Quite two hours had elapsed, during which the Malay, apparently quite at home, led his scientific companion right away through the gloom of the wilderness.

At last he enjoined silence, saying that they were now approaching the haunts of the wondrous bird; and consequently the doctor crept on behind him without so much as crushing a twig.

They had reached an opening in the forest by the side of what was evidently a mountain of considerable height, and the doctor smiled as he recalled the fact that the Argus pheasant was reputed to haunt such places; when to his intense delight there soddenly rang out from the distance on the silent night air a peculiar cry that resembled the name given to the bird—Coo-ow. For the moment it seemed to the doctor as if some Australian savage was uttering his well-known Coo-ay, or as if this was the Malays’ form of the cry. But he knew well enough what it was, and following his guide with the greatest caution they crept on towards the place from which the sound had seemed to come.

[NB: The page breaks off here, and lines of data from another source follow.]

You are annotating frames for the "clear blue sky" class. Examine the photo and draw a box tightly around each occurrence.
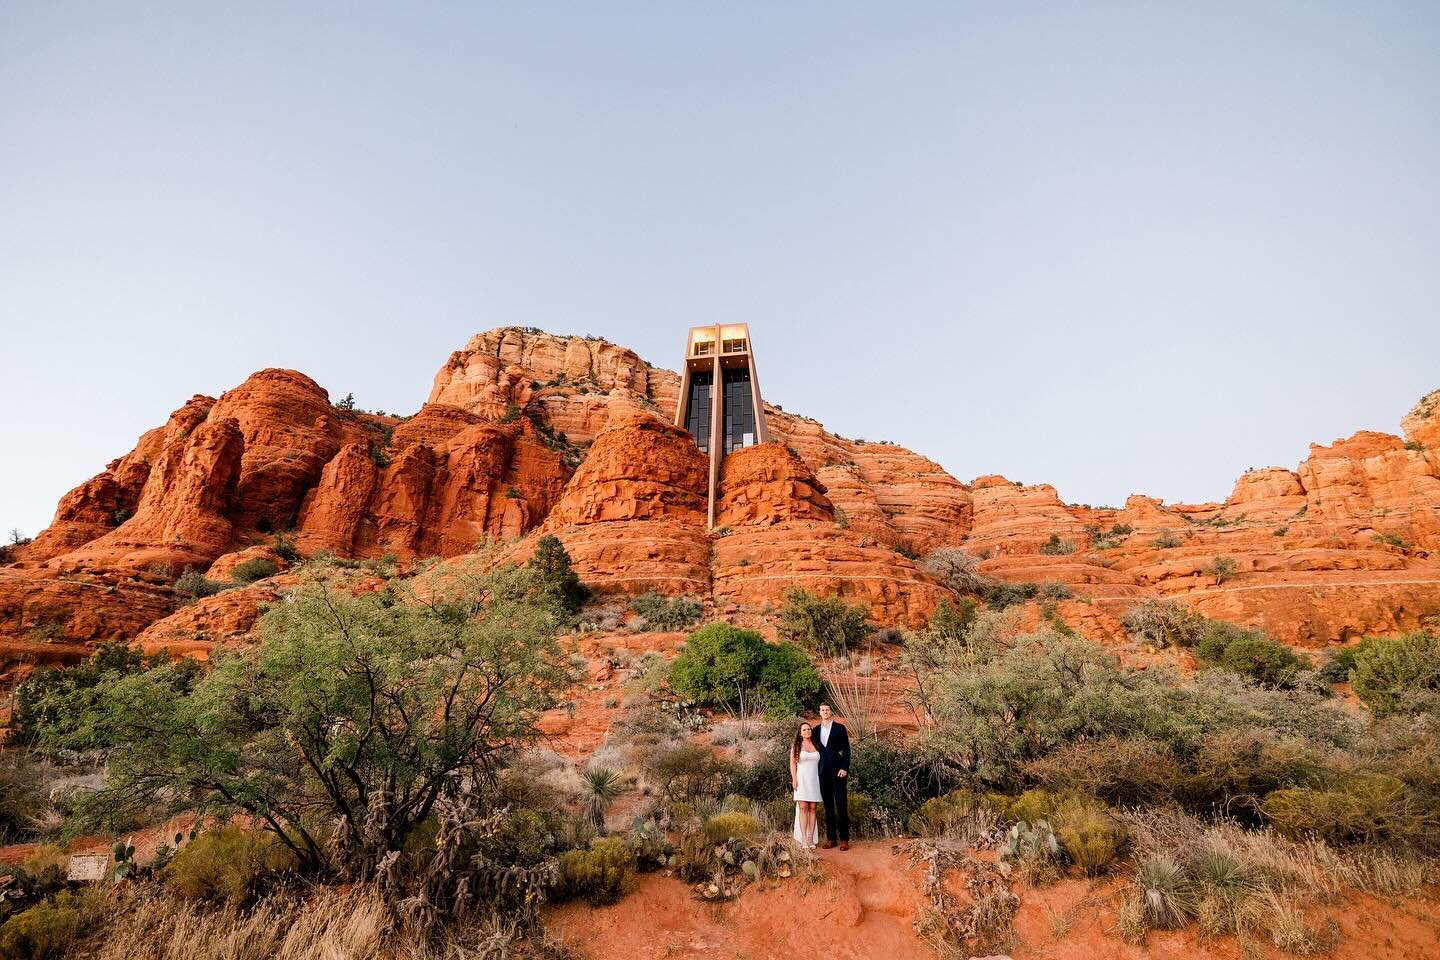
[3,2,1437,538]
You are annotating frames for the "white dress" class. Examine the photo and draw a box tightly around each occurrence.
[792,747,822,845]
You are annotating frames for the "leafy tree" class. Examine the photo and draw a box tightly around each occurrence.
[669,623,821,717]
[776,589,870,657]
[33,576,570,878]
[527,534,588,617]
[9,643,193,749]
[335,392,356,411]
[1350,632,1440,716]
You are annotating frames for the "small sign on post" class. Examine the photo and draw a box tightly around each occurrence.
[67,854,108,882]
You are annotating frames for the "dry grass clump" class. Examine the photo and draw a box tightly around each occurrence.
[78,884,573,960]
[1112,807,1436,951]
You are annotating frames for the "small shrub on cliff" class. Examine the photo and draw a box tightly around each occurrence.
[173,567,225,601]
[630,591,703,631]
[1121,600,1208,649]
[669,623,822,717]
[229,557,279,584]
[1151,529,1183,549]
[1206,556,1240,585]
[919,547,990,594]
[1050,795,1124,875]
[777,589,870,657]
[1038,534,1075,556]
[1349,631,1440,716]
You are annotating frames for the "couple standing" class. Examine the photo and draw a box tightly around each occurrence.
[789,703,850,850]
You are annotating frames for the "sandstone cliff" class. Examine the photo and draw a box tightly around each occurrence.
[3,327,1438,659]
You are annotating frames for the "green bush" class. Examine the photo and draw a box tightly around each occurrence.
[164,826,295,905]
[1195,622,1307,689]
[1050,795,1123,875]
[848,737,941,827]
[0,892,86,960]
[1261,772,1422,844]
[1349,632,1440,716]
[630,592,703,631]
[776,589,870,657]
[552,837,635,906]
[669,623,822,716]
[979,581,1071,610]
[703,811,759,843]
[229,557,279,584]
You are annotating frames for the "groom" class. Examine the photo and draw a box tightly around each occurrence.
[815,703,850,850]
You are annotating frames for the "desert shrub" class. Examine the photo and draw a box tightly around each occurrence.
[669,623,822,716]
[728,736,793,802]
[704,811,759,843]
[629,592,703,631]
[1261,772,1428,845]
[919,547,990,594]
[1205,556,1239,584]
[1121,600,1208,649]
[920,631,1205,788]
[474,807,556,866]
[173,567,225,601]
[925,598,976,642]
[647,743,735,802]
[1349,631,1440,716]
[165,826,296,905]
[528,534,589,617]
[1195,622,1307,689]
[776,589,870,657]
[1023,736,1184,807]
[552,837,635,906]
[1038,534,1075,556]
[0,757,58,844]
[908,789,977,836]
[271,535,301,564]
[1151,529,1183,549]
[229,557,279,584]
[848,737,942,826]
[1180,729,1329,815]
[0,891,94,960]
[979,581,1071,609]
[1050,795,1123,875]
[1003,788,1056,826]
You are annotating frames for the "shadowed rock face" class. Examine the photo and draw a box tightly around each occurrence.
[3,327,1440,654]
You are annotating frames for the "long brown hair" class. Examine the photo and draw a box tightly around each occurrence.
[792,722,814,764]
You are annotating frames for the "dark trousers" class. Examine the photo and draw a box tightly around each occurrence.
[820,773,849,843]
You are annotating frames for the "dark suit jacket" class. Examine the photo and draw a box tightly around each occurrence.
[815,721,850,778]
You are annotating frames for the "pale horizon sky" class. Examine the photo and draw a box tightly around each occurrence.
[3,2,1438,539]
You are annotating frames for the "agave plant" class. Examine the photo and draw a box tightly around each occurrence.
[1135,855,1196,930]
[582,766,625,834]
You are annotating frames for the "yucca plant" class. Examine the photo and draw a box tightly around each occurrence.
[583,767,625,834]
[1135,855,1196,930]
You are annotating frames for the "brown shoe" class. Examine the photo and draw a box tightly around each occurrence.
[839,843,850,851]
[821,841,836,849]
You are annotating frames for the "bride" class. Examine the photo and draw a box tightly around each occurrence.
[790,720,822,848]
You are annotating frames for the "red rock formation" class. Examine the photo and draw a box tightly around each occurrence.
[4,325,1439,654]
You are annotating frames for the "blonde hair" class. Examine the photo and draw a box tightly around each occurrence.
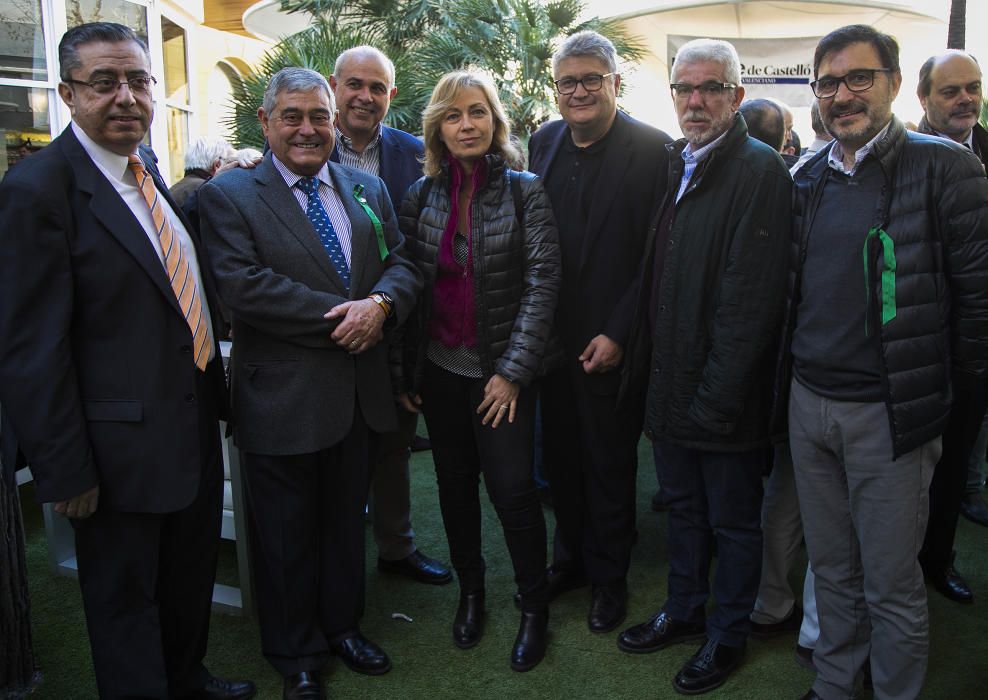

It was weird work in that wild solitude far on towards midnight, but the doctor was too keen a naturalist to think of anything but the specimen of which he was in search. He knew that the native hunters, out night after night, could not shoot more than one of these birds in a year, and it would be quite a triumph if he could add such a magnificent thing to his collection.

Coo-ow—rang out the strange cry, and it seemed quite near. Then again Coo-ow, and this time it appeared to be a long way off.

This was tantalising, but he concluded directly after that the second cry might be that of another bird answering the first.